Em 2008, o então governador José Serra (PSDB) implantou, na área
educacional, uma política desenvolvida no governo do presidente George
W. Bush, dos EUA, cujos efeitos estão longe de aprimorar a educação.
Estou falando da vinculação da nota dos alunos no Sistema de
Avaliação de Rendimento Escolar do Estado de São Paulo – o Saresp — a
benefícios financeiros aos professores — o chamado bônus por mérito.
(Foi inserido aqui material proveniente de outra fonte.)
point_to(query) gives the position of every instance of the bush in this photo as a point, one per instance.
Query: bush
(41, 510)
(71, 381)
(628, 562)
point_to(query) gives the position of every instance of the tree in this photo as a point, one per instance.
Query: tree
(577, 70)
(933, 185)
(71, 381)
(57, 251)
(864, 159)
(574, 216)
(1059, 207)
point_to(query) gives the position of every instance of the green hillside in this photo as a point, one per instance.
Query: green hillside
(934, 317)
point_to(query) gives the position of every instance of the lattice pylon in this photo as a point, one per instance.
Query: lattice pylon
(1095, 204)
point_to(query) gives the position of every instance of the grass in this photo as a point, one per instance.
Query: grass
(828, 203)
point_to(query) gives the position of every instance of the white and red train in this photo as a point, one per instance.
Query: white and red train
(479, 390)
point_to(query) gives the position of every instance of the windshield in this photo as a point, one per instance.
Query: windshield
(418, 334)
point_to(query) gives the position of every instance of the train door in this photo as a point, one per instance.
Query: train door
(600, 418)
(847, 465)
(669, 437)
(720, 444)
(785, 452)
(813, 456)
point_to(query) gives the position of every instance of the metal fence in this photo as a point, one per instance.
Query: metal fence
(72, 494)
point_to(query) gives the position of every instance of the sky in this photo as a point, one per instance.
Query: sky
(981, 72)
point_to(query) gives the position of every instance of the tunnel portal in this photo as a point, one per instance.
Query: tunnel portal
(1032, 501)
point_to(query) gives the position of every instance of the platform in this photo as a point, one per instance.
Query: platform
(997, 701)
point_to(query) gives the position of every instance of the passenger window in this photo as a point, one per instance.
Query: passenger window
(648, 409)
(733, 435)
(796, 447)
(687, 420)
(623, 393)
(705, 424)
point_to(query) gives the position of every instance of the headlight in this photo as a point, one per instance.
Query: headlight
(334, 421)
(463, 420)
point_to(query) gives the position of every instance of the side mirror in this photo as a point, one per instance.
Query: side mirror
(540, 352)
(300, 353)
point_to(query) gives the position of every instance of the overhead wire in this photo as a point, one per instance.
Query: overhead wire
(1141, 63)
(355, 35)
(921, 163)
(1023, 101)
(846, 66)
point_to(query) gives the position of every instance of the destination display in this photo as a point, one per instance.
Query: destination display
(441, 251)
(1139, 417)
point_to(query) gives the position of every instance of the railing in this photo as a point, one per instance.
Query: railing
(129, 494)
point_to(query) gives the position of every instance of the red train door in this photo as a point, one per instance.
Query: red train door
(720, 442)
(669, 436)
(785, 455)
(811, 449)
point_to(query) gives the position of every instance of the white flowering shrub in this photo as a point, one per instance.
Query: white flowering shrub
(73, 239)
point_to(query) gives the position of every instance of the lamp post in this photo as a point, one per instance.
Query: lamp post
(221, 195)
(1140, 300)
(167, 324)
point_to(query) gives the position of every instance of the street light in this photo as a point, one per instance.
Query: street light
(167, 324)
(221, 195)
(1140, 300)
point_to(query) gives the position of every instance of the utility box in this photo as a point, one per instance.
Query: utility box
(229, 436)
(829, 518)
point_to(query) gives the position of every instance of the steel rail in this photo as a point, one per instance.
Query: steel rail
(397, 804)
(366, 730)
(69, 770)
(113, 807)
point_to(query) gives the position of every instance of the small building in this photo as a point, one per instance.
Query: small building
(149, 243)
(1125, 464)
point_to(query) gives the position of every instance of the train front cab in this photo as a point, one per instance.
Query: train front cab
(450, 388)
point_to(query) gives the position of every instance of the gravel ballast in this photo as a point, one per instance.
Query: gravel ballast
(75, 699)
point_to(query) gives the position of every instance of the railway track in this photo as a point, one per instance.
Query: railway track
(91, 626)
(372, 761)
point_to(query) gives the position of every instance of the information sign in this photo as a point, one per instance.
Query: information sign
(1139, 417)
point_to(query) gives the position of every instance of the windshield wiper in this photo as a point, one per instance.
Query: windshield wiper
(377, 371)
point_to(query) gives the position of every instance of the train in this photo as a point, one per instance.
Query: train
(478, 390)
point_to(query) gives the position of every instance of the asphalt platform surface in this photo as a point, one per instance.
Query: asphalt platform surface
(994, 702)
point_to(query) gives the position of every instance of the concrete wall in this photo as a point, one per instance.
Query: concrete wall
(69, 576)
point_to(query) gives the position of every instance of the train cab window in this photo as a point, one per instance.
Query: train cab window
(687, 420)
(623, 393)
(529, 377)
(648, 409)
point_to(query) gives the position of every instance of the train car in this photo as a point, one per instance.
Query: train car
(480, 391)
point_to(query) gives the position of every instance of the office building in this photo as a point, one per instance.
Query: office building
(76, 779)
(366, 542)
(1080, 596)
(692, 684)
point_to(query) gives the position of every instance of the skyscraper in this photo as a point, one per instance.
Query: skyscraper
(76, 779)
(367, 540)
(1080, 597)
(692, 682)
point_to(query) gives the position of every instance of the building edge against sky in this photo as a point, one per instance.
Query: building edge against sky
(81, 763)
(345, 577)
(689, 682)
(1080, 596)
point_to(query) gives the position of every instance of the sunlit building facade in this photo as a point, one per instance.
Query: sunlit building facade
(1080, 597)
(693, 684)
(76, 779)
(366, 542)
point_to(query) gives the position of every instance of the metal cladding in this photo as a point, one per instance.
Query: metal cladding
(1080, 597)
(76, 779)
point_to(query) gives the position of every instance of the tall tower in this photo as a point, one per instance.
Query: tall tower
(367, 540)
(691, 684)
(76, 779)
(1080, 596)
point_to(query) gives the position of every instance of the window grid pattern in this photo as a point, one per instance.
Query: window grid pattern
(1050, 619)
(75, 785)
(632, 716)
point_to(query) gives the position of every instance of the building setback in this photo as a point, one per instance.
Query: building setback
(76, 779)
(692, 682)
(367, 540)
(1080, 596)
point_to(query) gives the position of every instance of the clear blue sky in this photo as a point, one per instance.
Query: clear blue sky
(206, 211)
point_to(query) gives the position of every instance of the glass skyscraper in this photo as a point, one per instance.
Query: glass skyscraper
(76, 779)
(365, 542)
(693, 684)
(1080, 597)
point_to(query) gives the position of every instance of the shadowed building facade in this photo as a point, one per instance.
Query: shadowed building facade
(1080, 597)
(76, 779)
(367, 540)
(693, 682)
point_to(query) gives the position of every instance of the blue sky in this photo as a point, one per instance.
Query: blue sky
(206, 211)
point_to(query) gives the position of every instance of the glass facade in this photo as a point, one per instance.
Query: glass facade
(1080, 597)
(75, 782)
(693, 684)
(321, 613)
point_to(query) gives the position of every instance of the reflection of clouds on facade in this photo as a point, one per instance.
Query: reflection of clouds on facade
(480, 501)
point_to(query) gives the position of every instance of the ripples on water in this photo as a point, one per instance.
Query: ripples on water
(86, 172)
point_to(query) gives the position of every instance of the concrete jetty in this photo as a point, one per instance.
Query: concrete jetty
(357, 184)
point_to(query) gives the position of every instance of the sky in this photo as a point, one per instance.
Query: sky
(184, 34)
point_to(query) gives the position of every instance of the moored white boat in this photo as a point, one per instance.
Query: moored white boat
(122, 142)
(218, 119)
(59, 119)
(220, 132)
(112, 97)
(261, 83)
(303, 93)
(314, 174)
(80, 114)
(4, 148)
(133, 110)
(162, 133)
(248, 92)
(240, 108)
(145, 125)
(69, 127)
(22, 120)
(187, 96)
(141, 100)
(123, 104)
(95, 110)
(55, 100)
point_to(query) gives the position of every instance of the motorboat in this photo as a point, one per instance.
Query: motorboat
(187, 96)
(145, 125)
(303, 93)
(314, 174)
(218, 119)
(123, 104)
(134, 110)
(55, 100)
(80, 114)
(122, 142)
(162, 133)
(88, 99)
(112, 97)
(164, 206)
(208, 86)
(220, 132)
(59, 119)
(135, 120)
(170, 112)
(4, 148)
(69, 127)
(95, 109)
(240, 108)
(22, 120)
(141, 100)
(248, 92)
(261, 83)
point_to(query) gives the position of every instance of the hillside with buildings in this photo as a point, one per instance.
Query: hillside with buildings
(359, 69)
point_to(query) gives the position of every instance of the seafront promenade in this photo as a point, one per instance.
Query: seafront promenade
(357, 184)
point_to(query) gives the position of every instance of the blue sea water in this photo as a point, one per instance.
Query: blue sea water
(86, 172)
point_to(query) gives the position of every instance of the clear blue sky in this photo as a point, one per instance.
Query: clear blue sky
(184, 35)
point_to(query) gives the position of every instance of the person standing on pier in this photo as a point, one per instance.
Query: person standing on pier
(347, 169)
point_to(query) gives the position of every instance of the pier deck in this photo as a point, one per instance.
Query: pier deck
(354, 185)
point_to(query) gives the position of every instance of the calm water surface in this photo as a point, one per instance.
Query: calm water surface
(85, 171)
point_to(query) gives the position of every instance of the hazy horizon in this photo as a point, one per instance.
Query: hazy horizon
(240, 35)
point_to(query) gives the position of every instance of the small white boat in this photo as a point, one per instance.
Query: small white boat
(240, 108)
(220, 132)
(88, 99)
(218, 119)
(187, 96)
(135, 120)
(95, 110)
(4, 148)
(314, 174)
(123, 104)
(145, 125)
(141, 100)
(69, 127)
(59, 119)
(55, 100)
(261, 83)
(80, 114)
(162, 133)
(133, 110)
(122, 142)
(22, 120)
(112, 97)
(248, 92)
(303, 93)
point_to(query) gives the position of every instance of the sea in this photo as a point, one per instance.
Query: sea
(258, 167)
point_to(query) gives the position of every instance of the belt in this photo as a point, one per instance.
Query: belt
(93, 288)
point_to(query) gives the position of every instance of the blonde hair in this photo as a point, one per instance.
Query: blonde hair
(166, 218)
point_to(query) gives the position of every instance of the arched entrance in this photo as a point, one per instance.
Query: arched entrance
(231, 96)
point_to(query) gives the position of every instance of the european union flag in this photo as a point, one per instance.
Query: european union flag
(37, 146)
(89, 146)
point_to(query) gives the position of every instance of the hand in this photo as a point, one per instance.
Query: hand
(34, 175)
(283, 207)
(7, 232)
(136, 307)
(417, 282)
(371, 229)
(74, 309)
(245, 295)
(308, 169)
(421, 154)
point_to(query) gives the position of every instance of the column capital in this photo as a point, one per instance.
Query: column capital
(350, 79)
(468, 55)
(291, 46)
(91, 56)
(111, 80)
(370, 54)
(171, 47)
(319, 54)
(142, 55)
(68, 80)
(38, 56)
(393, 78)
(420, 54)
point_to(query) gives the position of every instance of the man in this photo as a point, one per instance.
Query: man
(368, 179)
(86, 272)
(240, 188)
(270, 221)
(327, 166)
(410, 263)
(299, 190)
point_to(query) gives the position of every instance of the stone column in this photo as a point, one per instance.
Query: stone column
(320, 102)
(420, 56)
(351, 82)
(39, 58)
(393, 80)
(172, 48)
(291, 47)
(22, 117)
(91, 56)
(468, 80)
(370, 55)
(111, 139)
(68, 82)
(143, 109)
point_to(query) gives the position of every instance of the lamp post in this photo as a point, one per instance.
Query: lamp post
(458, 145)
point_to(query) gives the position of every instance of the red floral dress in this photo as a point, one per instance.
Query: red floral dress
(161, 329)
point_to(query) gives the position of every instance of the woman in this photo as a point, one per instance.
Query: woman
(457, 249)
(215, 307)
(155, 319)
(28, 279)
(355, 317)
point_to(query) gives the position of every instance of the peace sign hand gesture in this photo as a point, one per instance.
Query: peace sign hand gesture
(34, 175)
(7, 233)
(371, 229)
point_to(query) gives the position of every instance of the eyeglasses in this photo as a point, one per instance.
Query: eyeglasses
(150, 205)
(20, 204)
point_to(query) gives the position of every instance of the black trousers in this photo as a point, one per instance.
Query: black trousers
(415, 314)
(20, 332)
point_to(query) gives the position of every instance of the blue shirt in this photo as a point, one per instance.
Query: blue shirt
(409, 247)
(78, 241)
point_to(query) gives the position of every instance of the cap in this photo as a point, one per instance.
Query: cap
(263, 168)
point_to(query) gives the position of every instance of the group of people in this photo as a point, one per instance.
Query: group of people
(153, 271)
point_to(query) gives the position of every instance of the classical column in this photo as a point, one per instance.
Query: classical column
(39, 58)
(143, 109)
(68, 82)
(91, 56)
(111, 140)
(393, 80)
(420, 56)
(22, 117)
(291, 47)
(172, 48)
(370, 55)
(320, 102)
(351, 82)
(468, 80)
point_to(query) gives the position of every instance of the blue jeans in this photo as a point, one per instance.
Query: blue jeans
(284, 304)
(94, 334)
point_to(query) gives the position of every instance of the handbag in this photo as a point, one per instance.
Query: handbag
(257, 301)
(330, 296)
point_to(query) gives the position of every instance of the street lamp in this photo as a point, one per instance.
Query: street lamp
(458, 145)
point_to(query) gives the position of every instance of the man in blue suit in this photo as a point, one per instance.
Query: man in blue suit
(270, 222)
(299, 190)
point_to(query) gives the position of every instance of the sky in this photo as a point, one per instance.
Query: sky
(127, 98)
Só que essa política é equivocada. Nós, professores, sabemos muito
bem que a prova é uma das formas de avaliação do processo educacional de
um aluno, mas não deve ser a única a ser considerada. Afinal, às vezes
um ótimo aluno vai mal numa prova, pois não estava passando bem naquele
dia.
O Saresp e o bônus por mérito fazem parte de uma lógica perversa de
responsabilizar os professores e a escola pelo fracasso escolar. Com
isso, o governo paulista se isenta de responsabilidade pela péssima
situação da educação no Estado.
O Saresp tem problemas graves de concepção, já que não há em sua
matriz um substrato teórico que fundamente os conceitos de competência e
habilidade, além de misturá-los com conteúdos.
Mais. Ao atrelar recebimento de dinheiro pela equipe escolar ao desempenho do aluno abre a porta para fraudes, como a denunciada pelo portal IG e reproduzida aqui. Numa escola de Sorocaba, os professores ajudaram os alunos a ter o melhor desempenho do Estado. Em 2010, o jornal Agora também denunciou esta situação:
“Na escola Dr. João
Ernesto Faggin, em Cidade Ademar (zona sul), estudantes e um professor
contam que docentes aplicaram provas para suas próprias turmas, o que
não é permitido –salvo exceções para escolas isoladas, o que não é o
caso. O professor disse à reportagem que testemunhou colegas ajudando os
estudantes nas questões. A direção da escola nega.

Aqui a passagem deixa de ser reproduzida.